The United Kingdom‘s biggest carmaker, Jaguar Land Rover, will close its UK factories for a week in November to cope with Brexit, its boss said on Thursday, joining BMW and Toyota in plans to help mitigate any immediate disruption from a no-deal Brexit.
The industry, the UK’s biggest exporter of goods, has been vocal about its concerns that a disorderly departure from the European Union could disrupt the flow of parts and vehicles, ruining production processes and damaging the viability of factories.
Prime Minister Boris Johnson has pledged to take the UK out of the EU with or without an exit deal on October 31. However, it remains unclear whether that will happen or if Brexit will be delayed, put back to a referendum or even cancelled.
Chief Executive Officer Ralf Speth said Jaguar Land Rover had to make plans for Brexit now, including a stop to production at its four UK sites during the first week of November.

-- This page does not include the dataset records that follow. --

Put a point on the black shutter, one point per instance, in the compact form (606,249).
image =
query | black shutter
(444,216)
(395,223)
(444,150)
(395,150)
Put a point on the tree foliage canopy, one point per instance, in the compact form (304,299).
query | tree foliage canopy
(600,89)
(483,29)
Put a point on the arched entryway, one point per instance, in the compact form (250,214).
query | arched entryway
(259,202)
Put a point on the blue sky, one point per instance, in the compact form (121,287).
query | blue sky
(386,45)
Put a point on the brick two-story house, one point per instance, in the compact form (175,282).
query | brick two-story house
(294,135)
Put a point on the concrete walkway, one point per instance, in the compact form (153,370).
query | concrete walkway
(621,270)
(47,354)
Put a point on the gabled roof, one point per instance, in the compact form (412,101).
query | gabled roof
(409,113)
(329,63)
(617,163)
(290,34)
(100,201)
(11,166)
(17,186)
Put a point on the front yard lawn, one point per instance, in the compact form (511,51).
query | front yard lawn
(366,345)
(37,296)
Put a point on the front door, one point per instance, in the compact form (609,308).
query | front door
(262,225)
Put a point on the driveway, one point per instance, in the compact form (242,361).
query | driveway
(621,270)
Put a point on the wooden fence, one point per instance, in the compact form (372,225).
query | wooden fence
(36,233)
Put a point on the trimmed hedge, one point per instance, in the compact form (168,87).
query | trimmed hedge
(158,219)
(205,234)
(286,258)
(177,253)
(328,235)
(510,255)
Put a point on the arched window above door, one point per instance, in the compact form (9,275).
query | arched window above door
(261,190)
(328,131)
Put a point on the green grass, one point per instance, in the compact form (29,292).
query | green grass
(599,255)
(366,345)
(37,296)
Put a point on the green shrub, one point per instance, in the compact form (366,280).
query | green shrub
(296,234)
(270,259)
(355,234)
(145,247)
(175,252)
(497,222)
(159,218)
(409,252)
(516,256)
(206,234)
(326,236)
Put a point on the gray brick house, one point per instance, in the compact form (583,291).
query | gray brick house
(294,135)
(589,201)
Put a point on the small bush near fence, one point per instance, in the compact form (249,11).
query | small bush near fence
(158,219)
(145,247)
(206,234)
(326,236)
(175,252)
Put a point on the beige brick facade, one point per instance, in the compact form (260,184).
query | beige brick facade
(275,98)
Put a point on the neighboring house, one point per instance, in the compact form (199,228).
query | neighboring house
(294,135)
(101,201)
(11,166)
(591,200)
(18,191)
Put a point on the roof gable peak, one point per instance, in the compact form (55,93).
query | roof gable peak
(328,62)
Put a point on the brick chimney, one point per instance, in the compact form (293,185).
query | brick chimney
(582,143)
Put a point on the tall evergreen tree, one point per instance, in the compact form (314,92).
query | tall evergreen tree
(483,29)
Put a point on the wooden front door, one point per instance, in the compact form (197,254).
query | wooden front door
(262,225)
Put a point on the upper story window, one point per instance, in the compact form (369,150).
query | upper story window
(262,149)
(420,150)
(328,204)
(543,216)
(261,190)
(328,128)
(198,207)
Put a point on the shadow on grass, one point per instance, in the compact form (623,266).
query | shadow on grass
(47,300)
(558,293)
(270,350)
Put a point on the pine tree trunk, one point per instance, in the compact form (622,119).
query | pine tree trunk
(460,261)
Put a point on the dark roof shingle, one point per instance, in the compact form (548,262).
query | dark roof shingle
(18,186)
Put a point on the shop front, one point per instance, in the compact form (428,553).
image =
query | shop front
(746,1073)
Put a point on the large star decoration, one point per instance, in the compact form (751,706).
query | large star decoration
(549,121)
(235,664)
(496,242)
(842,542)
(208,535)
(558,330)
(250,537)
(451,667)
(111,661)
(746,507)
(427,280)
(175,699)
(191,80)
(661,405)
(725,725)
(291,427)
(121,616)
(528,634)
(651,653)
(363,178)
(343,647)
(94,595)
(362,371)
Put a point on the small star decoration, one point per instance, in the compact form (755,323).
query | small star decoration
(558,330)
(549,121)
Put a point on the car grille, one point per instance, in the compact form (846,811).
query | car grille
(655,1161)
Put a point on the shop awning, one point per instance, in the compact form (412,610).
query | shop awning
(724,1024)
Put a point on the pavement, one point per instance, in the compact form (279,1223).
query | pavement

“We cannot think about it, we just have to do it,” he told reporters at an event in Gaydon, central England, to mark the opening of a new advanced product creation centre.
“I need 20 million parts a day and that means I have to make commitments to my suppliers, I have to have every and each part available and I have to have it just in time,” he said.
The move will affect the firm’s three car factories – Halewood, Castle Bromwich and Solihull – which collectively built just under a third of the UK’s 1.5 million cars last year, and its engine facility in Wolverhampton.
Japanese carmaker Toyota said in August it will not build cars at its UK factory on November 1, while BMW will halt production at its Oxford plant on October 31 and November 1.